When true labor begins, the mother may be aware of little more than a dull, generalized contraction, a sensation of weight or pressure in the lower body. Eventually, the contractions separate into a more specific sensation recurring every 20 minutes or so; if she places her hand on her midsection, she can feel a hardening followed by a release of the uterine muscle. With labor, the muscles of the uterus begin to contract. The lower part pulls sidewards and back on the ring of the cervix which is flattened out or “effaced,” losing its necklike character. At the same time, the contractions in the upper uterus are forcing the amniotic sac, containing fetus and fluid, downward against the cervical opening, dilating the cervix more with each push. From a diameter of little more than an inch at labor’s onset, the cervical opening enlarges to about 10 centimeters,or some four inches.
The contractions grow longer, and the intervals between them shorter. They should be timed precisely. When they reach a rythem of 10 minutes apart, it is fairly clear that labor has begun. Frequently, at this point in dilatation, or sometimes even earlier, a leak or flow of colorless liquid may come from the vagina. The “bag of water” enclosing the baby has ruptured, and the aminotic fluid escapes. The woman should not take a tub bath or have sex relations once this occurs, for there is risk of infecting the baby. For when this protective sac has been torn, the child’s head is at the opening of the cervix, and is exposed to the outside environment. Contractions frequently increase in intensity after the sac’s rupture, and labor proceeds more rapidly.
When the mother suspects that labor has begun, she should notify her physician. Generally the doctor will instruct her to go to the hospital when her contractions have reached a 10—to—5 minute pattern. She should take no food from this point on; her stomach should be empty in case there is an unexpected need for anesthesia, even when none is planned.

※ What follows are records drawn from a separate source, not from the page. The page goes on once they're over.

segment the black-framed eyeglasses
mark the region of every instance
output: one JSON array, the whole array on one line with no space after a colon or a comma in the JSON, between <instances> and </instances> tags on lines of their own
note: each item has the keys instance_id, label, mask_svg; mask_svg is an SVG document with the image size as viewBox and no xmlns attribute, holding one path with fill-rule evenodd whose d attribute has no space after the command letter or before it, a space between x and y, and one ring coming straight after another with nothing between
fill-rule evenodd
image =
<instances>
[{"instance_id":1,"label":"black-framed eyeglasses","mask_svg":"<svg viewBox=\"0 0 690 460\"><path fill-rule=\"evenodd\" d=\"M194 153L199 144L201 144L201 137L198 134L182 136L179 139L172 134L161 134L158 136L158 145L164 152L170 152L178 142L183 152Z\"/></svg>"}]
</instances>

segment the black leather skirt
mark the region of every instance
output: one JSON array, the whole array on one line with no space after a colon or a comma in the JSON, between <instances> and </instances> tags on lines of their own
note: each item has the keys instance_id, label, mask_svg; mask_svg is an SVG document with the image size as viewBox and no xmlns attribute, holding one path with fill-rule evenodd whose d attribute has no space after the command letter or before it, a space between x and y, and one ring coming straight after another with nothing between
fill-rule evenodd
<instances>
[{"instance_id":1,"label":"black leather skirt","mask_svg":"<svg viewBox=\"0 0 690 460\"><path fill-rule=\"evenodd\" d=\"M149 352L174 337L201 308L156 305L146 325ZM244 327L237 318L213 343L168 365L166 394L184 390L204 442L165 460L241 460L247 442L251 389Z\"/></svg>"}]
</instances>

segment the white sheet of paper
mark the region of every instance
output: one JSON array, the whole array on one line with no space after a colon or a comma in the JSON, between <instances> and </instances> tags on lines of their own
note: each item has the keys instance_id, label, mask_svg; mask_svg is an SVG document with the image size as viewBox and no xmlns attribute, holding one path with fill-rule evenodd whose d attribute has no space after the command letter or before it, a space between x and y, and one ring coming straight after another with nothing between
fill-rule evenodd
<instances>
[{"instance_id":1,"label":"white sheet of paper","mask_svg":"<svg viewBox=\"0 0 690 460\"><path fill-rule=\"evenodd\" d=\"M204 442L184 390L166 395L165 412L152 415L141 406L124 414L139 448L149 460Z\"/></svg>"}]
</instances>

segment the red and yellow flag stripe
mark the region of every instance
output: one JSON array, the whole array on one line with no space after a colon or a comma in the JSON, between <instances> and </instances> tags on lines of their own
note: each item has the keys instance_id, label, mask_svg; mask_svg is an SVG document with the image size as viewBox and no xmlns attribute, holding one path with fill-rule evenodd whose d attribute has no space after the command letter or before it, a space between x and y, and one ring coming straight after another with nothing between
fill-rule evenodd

On arrival at the hospital, the woman in labor is formally, but quickly, admitted, assigned a room, and taken there or to the labor floor directly. She is dressed in hospital gown.
An admission examination is then performed by her own doctor, a member of the resident staff, or a nurse, to determine the condition of fetus and mother, and the progress of the labor. The degree of dilatation is described in centimeters or inches, or in the special language of obstetricians and mid-wives “two, four, five fingers dilated.” Full dilation is 10 centimeters or five fingers breadth.
If labor is found to have begun in earnest, the mother’s genital area is washed and shaved (“prepped”) and in most cases she is given a warm soapy enema. The father-to-be is usually waiting elsewhere during the examination, but today most hospitals permit him to rejoin his wife after prepping, at least through early labor. Some hospitals will let the husband remain with her through out labor and delivery. With the complete effacement the cervix, and the full dilatation of its opening, the end of the first stage of labor has been reached. The duration of the first stage averages some nine hours for first births, and five hours for subsequent ones. Now the uterine contractions have grown long, lasting 50 to 100 seconds each, at intervals of 3 to 5 minutes. They are more intense. The second stage of labor has begun.